I was working in the lab last night, trying to boost a laser's intensity to a high enough level to achieve amplification in a crystal. Intensity, for those whose physics is a bit rusty, is the amount of energy delivered per unit are per unit time. Thus, when I was told that I would be unable to pick off more energy from the main laser for my experiment, my only option was to shrink the beam: a smaller area with the same energy and pulse duration (which is fixed at a constant 450 picoseconds until after amplification) gives a higher intensity. I therefore spent a good part of the night playing with two lenses, trying to reduce the beam's waist from o.5 cm to 0.2 cm.
In any case, at one point during the night, Steve and I noticed that the laser had a hole in its middle so that it looked like a ring on the sheet which we were using as a screen. We were puzzled by this, noticing that a bit of the beam was reflected from our first lens, but also quite certain that not all of the beam was being so reflected. After blocking the beam "upstream" from our lens, we noticed that a piece of the reflecting surface from one of our aluminum mirrors was missing: it had been ablated by the laser. We spent a moment in mourning the damage to this previously unblemished mirror--such are a rare find in a high-power optics lab.

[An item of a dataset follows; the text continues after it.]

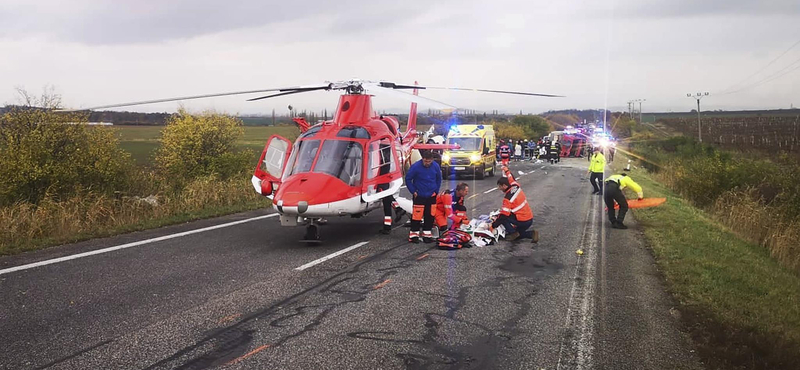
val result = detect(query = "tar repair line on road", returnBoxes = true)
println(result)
[295,241,370,271]
[0,213,280,276]
[556,193,599,370]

After observing a moment of silence for our tarnished mirror, we chose a more beat-up gold mirror to do our alignment. After all, the beam quality doesn't need to be perfect, a a beat, scratchy mirror works fine for determining whether the spot size is constant. We continued with our alignment, and found that the spot size was approximately constant over the fifteen or so feet between the scratchy mirror and the wall.Blocking the beam upstream, we found no (new) damage from the laser on the mirror; thus satisfied, we replaced the gold mirror with the aluminum one (which was rotated so that the damaged spot would be out of the way) and unblocked the beam. About five minutes later, we noticed that the beam once again had a hole in it, and that the aluminum mirror had yet another hole in its surface.
Perplexed, we decided to forgo shrinking the beam for now--we did not have the right lenses to shrink the beam to a more suitable size (smaller than 0.5 cm, larger than 0.2 cm), and besides which, we decided that some calculations were necessary to determine just what the suitable size was. There were other things which needed to be accomplished in the lab.
After leaving the lab, I sat down an calculated what size the beam ought to be to avoid damaging the mirror. Our beam has up to 30 millijoules of energy (20 in practice), and the damage threshold is a fluence of 1 Joule per square centimeter or about 10^12 Joules per square centimeter per second. The result was a waist of about 0.1 cm: meaning that theoretically, the beam could be smaller still without damaging the lens. Steve was similarly confused: he saw no error in the calculation, and in fact had done his own, getting a similar result. The theory told us that the mirror should be fine; our observations told us that it wasn't.
Something was clearly wrong with the theory, but we could not determine exactly what it was. The damages thresholds are pretty standard numbers, and the calculation itself is very straight forward. The possible explanation that these damage threshold use more standard (read: more consistent) lasers than ours was unsatisfactory: ours it not so inconsistent as to have occasional power spikes of an order of magnitude difference. What, then, was at the source of this problem?
Neither the theory nor the observations were incorrect. Rather, it was an underlying assumption which was wrong. Aluminim reflects only about 70% of the light incident upon it--absorbing the other 30%. The damage threshold numbers which we were using assume a much smaller absorption: usually around 1%. The assumption that the theory was valid for our mirror as stated was therefor incorrect. Yet these assumptions are often the easiest thing to overlook. The theory is just a bunch of standard numbers, in this case time-tested numbers.
It appeared invalid, not because our calculations were wrong, but because our assumptions were wrong. This is the reason why the gold mirror was left unscathed by the laser: gold reflects nearly 99% of the incident light, absorbing only about 1%; thus, the theory was valid not for aluminum, but for gold. One is left to wonder, what other invalid assumptions lie hidden behind the theories and explanations of life, the universe, and everything? A bad assumption can easily unmake an otherwise good theory.